Having hit multi month lows two weeks ago markets in Europe enjoyed their second successive weekly gain last week, despite the implementation of another set of tariffs on $200 billion worth of Chinese goods by the US administration, which are due to start today.
It would appear that the fact that the tariffs were set at 10% as opposed to 25% initially has tempered market concerns of a sharp deterioration in relations between Chinses and US officials after China responded fairly modestly with 5-10% tariffs on only $60 billion worth of US goods in return.
While that may have more to do with the fact that China’s imports from the US much less than the other way around it would appear that the markets have taken solace in the belief that China’s response has been slightly more temperate than had originally been feared.
This rather naïve belief, that an escalation has been delayed, looks set to be tested in the coming days after China announced at the weekend that it was pulling out from all future trade talks with the US in the wake of the recent decision to impose economic sanctions on a number of Chinses officials in response to the purchase by China of SU-35 Russian combat aircraft and SAM missile systems in the last 12 months. It also doesn’t take into account that the US could impose similar tariffs on the remaining $267 billion of Chinese products that are currently excluded from the tariffs round.
It would appear that Chinese officials have realized that any progress on trade id unlikely to happen before that US mid-term are out of the way in November, an unsurprising decision given how events have played out in the last week or so.
This week’s focus away from the trade story is likely to be on this weeks Fed meeting which starts tomorrow and the outlook for US rates beyond this week’s likely increase in the upper of the Fed funds rate to 2.25%.
In light of the weekend events Europe’s market look set to open slightly lower, against a backdrop of concerns about a slowdown in some of the latest economic indicators across Europe. Last week’s French manufacturing and services flash PMI’s showed a French economy that continues to slow, and while Germany services was ok, the manufacturing sector was disappointing.
Today’s German IFO business survey for September is expected to show a deterioration in German business sentiment from the five-month high of 103.8 that we saw in August with slowdown to 103.20, as the deterioration rhetoric in the face of threats of possible US tariffs on the auto sector, and the political impasse over Brexit sours the mood, amongst German businesses.
The pound had a dreadful week last week despite hitting a two-month high against the US dollar. The breakdown in relations between the UK and EU leaders in Salzburg last week, and Prime Minister Theresa May’s punchy statement on Friday could well be described as the usual political theater that we have all become accustomed to in the past couple of years, however markets appear to be deciding that with the March 2019 deadline looming, the room for political manoeuvre appears to be getting smaller.

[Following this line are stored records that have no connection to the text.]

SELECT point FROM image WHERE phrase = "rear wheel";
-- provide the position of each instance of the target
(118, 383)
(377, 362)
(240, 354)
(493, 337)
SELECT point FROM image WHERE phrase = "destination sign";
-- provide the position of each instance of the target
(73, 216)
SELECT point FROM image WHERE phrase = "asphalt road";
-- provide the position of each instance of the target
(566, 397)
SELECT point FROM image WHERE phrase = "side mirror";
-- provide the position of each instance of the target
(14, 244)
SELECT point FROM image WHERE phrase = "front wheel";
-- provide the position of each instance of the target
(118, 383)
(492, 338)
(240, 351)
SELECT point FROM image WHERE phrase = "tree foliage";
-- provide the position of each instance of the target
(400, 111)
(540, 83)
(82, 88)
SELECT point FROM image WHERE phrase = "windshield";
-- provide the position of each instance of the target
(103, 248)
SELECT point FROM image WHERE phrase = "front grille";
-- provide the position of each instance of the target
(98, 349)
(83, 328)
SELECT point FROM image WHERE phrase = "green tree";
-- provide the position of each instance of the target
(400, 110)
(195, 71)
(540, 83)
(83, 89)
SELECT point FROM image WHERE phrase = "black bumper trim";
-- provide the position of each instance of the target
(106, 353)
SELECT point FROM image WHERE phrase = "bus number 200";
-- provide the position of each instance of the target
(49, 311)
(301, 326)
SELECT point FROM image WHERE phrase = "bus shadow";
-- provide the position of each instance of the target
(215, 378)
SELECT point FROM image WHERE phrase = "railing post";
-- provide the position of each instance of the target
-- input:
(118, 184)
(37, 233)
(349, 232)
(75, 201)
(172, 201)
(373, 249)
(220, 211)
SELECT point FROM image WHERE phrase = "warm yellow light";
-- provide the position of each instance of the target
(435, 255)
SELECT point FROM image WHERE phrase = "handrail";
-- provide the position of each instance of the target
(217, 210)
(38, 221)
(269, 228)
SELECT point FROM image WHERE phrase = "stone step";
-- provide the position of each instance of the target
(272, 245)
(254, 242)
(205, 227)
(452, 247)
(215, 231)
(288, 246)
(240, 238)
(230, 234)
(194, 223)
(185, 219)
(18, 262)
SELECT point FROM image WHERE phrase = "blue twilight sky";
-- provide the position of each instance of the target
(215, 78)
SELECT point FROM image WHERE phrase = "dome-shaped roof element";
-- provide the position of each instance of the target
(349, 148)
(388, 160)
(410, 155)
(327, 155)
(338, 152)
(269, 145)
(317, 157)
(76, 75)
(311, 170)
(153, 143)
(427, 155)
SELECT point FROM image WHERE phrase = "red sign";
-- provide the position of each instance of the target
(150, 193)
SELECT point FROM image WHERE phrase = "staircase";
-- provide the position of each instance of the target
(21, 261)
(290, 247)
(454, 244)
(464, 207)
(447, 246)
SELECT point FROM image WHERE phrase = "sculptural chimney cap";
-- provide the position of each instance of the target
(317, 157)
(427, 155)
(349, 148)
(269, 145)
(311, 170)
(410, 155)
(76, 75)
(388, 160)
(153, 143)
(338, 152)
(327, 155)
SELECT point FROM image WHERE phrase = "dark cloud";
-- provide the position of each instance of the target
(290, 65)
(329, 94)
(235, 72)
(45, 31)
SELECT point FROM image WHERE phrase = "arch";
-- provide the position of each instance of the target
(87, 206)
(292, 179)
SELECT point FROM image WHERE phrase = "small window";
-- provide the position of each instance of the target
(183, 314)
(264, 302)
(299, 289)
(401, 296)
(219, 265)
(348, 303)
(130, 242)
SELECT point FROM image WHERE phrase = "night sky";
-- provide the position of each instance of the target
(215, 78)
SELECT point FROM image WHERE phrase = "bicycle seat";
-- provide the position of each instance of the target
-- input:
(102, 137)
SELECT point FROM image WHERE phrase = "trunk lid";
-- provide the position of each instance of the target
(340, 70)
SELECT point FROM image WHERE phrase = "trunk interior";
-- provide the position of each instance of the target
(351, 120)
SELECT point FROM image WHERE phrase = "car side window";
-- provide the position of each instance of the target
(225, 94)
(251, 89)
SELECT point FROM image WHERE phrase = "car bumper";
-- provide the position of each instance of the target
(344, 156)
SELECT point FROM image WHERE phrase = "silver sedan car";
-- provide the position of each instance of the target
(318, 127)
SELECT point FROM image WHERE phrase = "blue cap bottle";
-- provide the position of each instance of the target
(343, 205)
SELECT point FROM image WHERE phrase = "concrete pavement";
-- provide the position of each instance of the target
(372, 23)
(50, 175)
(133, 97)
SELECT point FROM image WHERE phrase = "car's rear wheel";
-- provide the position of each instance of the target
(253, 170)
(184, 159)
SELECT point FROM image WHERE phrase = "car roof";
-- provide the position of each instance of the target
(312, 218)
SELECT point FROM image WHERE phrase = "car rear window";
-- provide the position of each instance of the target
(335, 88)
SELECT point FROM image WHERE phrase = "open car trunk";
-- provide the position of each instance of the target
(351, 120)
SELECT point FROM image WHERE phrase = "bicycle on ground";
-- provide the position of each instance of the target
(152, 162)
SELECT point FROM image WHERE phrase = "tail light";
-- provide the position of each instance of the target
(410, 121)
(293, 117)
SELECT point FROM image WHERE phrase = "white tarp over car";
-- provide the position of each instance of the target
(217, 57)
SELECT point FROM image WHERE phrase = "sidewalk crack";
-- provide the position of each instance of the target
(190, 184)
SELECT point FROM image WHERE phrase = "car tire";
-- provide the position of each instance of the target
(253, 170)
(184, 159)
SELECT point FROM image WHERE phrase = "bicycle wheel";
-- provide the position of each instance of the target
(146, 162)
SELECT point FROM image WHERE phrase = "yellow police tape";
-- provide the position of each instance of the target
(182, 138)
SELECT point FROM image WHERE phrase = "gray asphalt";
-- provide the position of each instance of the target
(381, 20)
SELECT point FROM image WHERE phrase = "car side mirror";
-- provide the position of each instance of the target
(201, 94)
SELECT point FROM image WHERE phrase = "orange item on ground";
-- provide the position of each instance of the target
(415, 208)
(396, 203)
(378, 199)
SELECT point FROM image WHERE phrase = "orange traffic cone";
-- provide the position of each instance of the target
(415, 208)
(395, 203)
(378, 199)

This had led to the not unreasonable conclusion that the risks of political, as well economic dislocation have increased, particularly since both the UK government, and so-called opposition parties appear to be more concerned about their own internal squabbles, than actually doing is best for the people they claim to represent.
With party conferenced season now in full swing there is likely to be little of consequence that is likely to be construed as positive for sterling, as both Labour this week, and Conservative’s nest week look to shore up their base support, with equally economically incoherent policies.